Can I pause to say, if you have ever been discriminated against in any way, I am sorry.

It’s time for that to end, and as people of God we can end it together.

When I hear people in churches talk about who is welcomed, I wonder this, What ever made us think that the kingdom of heaven is only for people like me; who talk like me, look like me, and agree with me?

It’s not.

Of all the places in the world where people gather, the church has to be a place where racial and ethnic diversity is celebrated and promoted. The church (Christians everywhere) reflects God’s best when we follow Him with people of other ethnicities, race, nationality, and color.

INCLUDE THE OTHER
When Jesus appeared on the scene he turned the tables upside down.

“The next time you put on a dinner, don’t just invite your friends and family and rich neighbors, the kind of people who will return the favor. Invite some people who never get invited out, the misfits from the wrong side of the tracks.”4

Our natural tendency is, if a person is different we move away from them and exclude them. Jesus says, go toward them, include them.

Jesus loved to compare the kingdom of God to a dinner party, and everyone was invited; a scandalously open invitation. Jesus shares a story to illustrate the inclusive nature of his kingdom: “A certain man was preparing a great banquet and invited many guests… the master told his servant, ‘Go out to the roads and country lanes and compel them to come in, so that my house will be full.’”5

Do you see how this kind of kingdom is for single parents, business owners and factory workers, divorced men and women, company executives and the unemployed, university faculty and high school dropouts, blended families and… mixed race couples!
. . .

Walking back into my dilapidated guesthouse by the beach, I found three former missionary kids – now in their thirty’s – sitting at a small table having dinner. They were back in the country trying to get a generator running for the mission hospital. “Palmer, why are you back already?
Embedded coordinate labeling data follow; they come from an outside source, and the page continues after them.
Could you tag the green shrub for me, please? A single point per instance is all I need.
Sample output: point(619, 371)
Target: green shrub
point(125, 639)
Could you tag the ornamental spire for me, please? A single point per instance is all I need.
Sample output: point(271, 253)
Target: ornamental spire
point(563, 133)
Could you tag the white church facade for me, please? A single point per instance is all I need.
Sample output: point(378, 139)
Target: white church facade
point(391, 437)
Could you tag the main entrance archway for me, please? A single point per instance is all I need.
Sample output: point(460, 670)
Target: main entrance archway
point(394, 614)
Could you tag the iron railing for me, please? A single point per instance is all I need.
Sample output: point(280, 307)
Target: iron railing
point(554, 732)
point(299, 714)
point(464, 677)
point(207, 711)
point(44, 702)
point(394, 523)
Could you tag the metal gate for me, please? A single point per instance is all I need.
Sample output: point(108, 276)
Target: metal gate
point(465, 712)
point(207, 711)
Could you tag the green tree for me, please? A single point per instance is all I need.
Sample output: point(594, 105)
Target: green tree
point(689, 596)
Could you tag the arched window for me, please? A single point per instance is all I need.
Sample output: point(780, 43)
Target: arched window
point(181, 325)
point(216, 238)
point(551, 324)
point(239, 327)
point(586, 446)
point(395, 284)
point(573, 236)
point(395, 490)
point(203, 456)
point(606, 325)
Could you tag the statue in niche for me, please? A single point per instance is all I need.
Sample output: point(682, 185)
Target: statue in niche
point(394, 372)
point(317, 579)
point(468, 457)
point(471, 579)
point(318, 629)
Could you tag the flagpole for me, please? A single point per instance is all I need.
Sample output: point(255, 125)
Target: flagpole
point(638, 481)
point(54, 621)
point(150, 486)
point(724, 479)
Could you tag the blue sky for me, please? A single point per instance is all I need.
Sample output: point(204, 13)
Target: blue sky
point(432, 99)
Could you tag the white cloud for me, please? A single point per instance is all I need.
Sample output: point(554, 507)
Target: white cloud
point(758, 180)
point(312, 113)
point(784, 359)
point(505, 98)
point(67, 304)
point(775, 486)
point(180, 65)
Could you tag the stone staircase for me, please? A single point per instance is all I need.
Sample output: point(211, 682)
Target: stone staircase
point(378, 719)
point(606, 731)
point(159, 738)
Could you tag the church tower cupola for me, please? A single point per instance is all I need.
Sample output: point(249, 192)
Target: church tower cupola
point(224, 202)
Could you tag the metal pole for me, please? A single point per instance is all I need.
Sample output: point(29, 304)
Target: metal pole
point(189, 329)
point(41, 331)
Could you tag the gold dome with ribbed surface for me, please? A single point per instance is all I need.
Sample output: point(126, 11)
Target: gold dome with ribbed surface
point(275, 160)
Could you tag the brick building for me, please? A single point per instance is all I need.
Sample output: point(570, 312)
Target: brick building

We thought you had left for dinner.”

“Yea, so did I,” I laughed. “They said they had no food for me.”

“Hey, well come sit down and eat with us,” one of them offered. I tried to decline, because I could see their serving dishes were already empty. But they insisted, and each of them took food off their plates – pieces of chicken, rice, collard greens – until my plate was full.

As we ate together that night, laughing about memories of growing up in Liberia, I don’t think it was the food that felt so good, it was the invitation to sit at their table.


1. C.S. Lewis. www.lewissociety.org/innerring.php
2. Scott McKnight. The Jesus Creed. Brewster: Paraclete Press. 2004. 33-35.